I have a list of precomputed and stored Python lambda functions, e.g.:
fn_list = [lambda x: x + 2 for x in some_data]
Now, I would like that for a Tensor:
X = tf.placeholder(..., shape=[None, 1])
to apply each of the functions in fn_list
to each of the values in the None
dimension of X
.
The output would ideally have the same shape as the X
by using tf.reduce_sum
to squash all the results from fn_list
for each of the values in X
.
Below is a sample of code that shows what I'd want from the problem above:
import numpy as np
import tensorflow as tf
def _get_gaussian(loc=0.0, scale=1.0):
return lambda x: (1/scale * np.sqrt(2 * np.pi)) * np.exp(-0.5 * np.power((x-loc)/scale, 2))
data = np.random.normal(3, 1.25, 100)
fn_list = [_get_gaussian(loc=x, scale=0.2) for x in data]
X = tf.placeholder(tf.float32, shape=[None, 1])
pred = tf.map_fn(lambda x: tf.map_fn(lambda fn_: tf.reduce_sum(fn_(x)), fn_list), X)
The code above would basically perform some sort of Kernel Density Estimation by first computing a normal distribution around each of the points in data
, storing the kernels in fn_list
.
Then, for a certain Tensor X
, it could compute the likelihood of each of the values in X
.
pred
would now be a Tensor of shape X.shape
.
Is something like this even possible?
My brain hurts a bit trying to follow this :) but basically, if you break out the last line like this:
pred = tf.map_fn( lambda x: tf.map_fn(lambda fn_: tf.reduce_sum(fn_(x)),
fn_list),
X)
then your issue is now clearer. Namely that the inner tf.map_fn
is trying to map the function tf.reduce_sum( fn_( x ) )
onto fn_list
, but the latter is a list of functions not a tensor. Furthermore, the outer tf.map_fn
is trying to map the result of the inner map onto X, but that result is not a function but a tensor. So some rethinking and restructuring of this code is in order, no mapping, Gaussian expressed as Tensorflow operations, maybe like this:
import numpy as np
import tensorflow as tf
data = np.random.normal(3, 1.25, 5)
#X = tf.placeholder(tf.float32, shape=[None, 1])
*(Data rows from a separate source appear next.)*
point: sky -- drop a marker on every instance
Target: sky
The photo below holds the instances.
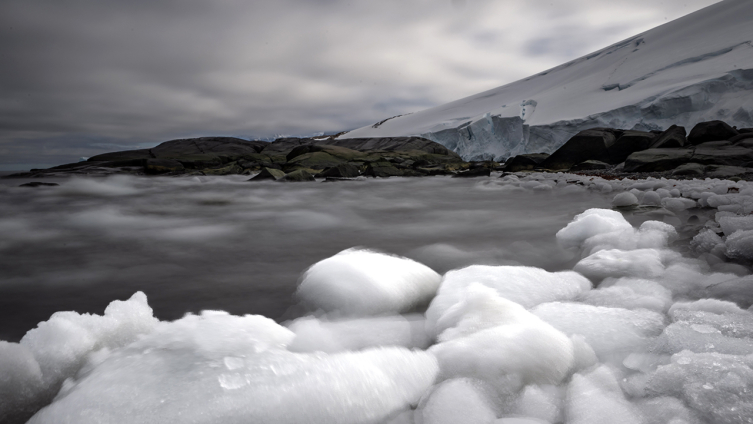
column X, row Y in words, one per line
column 84, row 77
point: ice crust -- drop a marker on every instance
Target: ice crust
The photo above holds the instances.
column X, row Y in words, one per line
column 360, row 282
column 637, row 333
column 694, row 69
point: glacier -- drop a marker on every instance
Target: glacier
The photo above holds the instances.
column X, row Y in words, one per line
column 693, row 69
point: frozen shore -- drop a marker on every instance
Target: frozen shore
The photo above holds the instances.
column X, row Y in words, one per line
column 524, row 299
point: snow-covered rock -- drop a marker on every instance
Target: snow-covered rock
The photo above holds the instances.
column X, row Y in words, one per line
column 696, row 68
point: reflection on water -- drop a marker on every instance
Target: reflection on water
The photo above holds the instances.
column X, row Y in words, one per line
column 224, row 243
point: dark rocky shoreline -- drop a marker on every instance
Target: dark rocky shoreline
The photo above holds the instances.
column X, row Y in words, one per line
column 712, row 149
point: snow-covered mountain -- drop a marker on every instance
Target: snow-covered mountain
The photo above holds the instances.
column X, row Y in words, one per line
column 693, row 69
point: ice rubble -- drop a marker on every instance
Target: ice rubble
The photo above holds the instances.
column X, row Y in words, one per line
column 638, row 333
column 696, row 68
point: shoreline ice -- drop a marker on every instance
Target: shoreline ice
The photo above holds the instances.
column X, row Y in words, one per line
column 653, row 325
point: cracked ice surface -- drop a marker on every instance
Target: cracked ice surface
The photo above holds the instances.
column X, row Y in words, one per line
column 648, row 319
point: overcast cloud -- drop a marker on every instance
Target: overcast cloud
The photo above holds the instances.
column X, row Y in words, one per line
column 82, row 77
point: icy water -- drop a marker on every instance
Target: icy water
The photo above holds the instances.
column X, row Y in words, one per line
column 543, row 298
column 228, row 244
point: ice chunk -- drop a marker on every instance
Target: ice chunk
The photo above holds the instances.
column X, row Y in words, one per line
column 641, row 263
column 717, row 385
column 609, row 331
column 541, row 402
column 698, row 338
column 221, row 368
column 707, row 241
column 677, row 204
column 597, row 398
column 359, row 282
column 731, row 224
column 591, row 223
column 681, row 310
column 740, row 244
column 312, row 334
column 585, row 357
column 520, row 420
column 630, row 293
column 61, row 344
column 459, row 400
column 625, row 199
column 21, row 386
column 521, row 346
column 667, row 410
column 524, row 285
column 651, row 198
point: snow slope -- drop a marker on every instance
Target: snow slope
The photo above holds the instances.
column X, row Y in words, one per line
column 693, row 69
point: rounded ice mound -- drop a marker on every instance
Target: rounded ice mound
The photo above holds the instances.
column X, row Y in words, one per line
column 641, row 263
column 520, row 346
column 609, row 331
column 714, row 384
column 459, row 400
column 359, row 282
column 20, row 383
column 222, row 368
column 60, row 345
column 591, row 223
column 597, row 398
column 651, row 198
column 625, row 199
column 526, row 286
column 315, row 335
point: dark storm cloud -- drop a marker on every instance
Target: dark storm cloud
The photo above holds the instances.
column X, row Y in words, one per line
column 79, row 76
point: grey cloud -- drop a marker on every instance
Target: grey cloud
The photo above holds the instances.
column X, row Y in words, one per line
column 80, row 73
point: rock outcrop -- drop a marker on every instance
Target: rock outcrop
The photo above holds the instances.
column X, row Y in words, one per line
column 286, row 159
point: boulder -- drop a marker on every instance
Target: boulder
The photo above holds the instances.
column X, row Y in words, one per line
column 382, row 169
column 299, row 175
column 525, row 162
column 586, row 145
column 726, row 172
column 472, row 173
column 125, row 155
column 711, row 131
column 391, row 144
column 590, row 165
column 314, row 160
column 231, row 169
column 630, row 141
column 742, row 137
column 672, row 137
column 723, row 153
column 268, row 174
column 652, row 160
column 690, row 169
column 434, row 171
column 343, row 170
column 162, row 166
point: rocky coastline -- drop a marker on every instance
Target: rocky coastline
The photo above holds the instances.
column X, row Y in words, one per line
column 712, row 149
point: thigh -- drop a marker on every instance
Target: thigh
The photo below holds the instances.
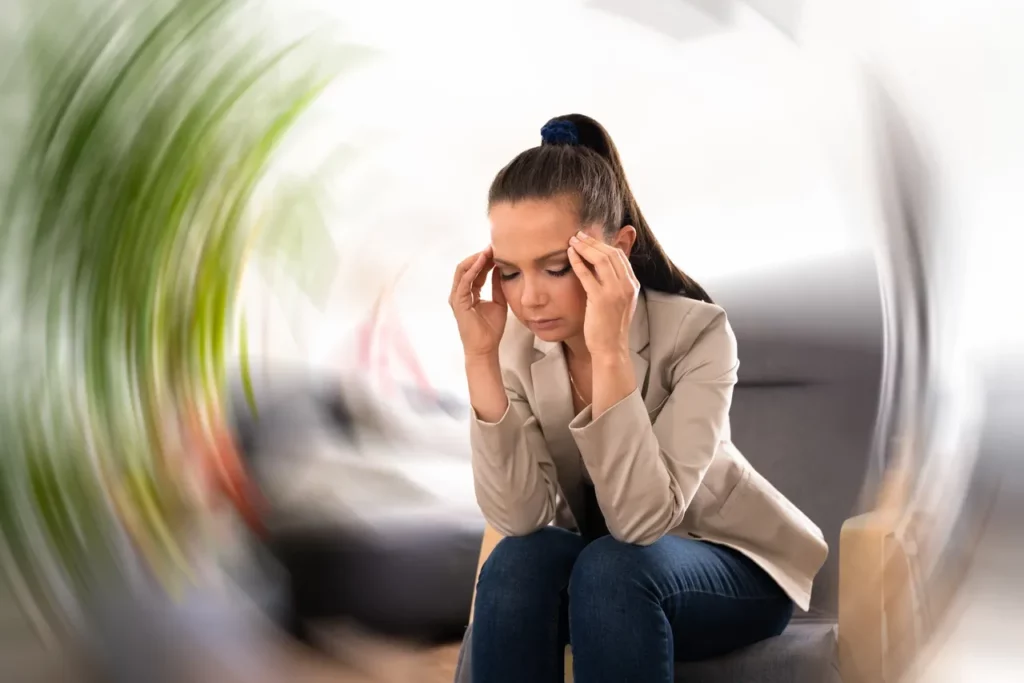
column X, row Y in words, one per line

X = tf.constant( [ 1, 2, 3 ], dtype = tf.float32 )
scale = 0.2
coeff = np.sqrt(2 * np.pi) / scale
X_fn = []
for idx in xrange( len ( data ) ):
x = data[ idx ]
X_fn.append(
coeff * tf.exp( - 0.5 * tf.pow( ( X - x ) / scale, 2 ) )
)
X1 = tf.stack( X_fn, axis = 0 )
X2 = tf.reduce_sum( X1, axis = 1 )
with tf.Session() as sess:
print( sess.run( X2 ) )
Output:
[3.7835757e-09 9.0623178e+00 9.2027439e-03 2.7527404e-01 1.1571876e+00]
The code above works but I'm not completely sure it does what you want exactly. I still hope it helps.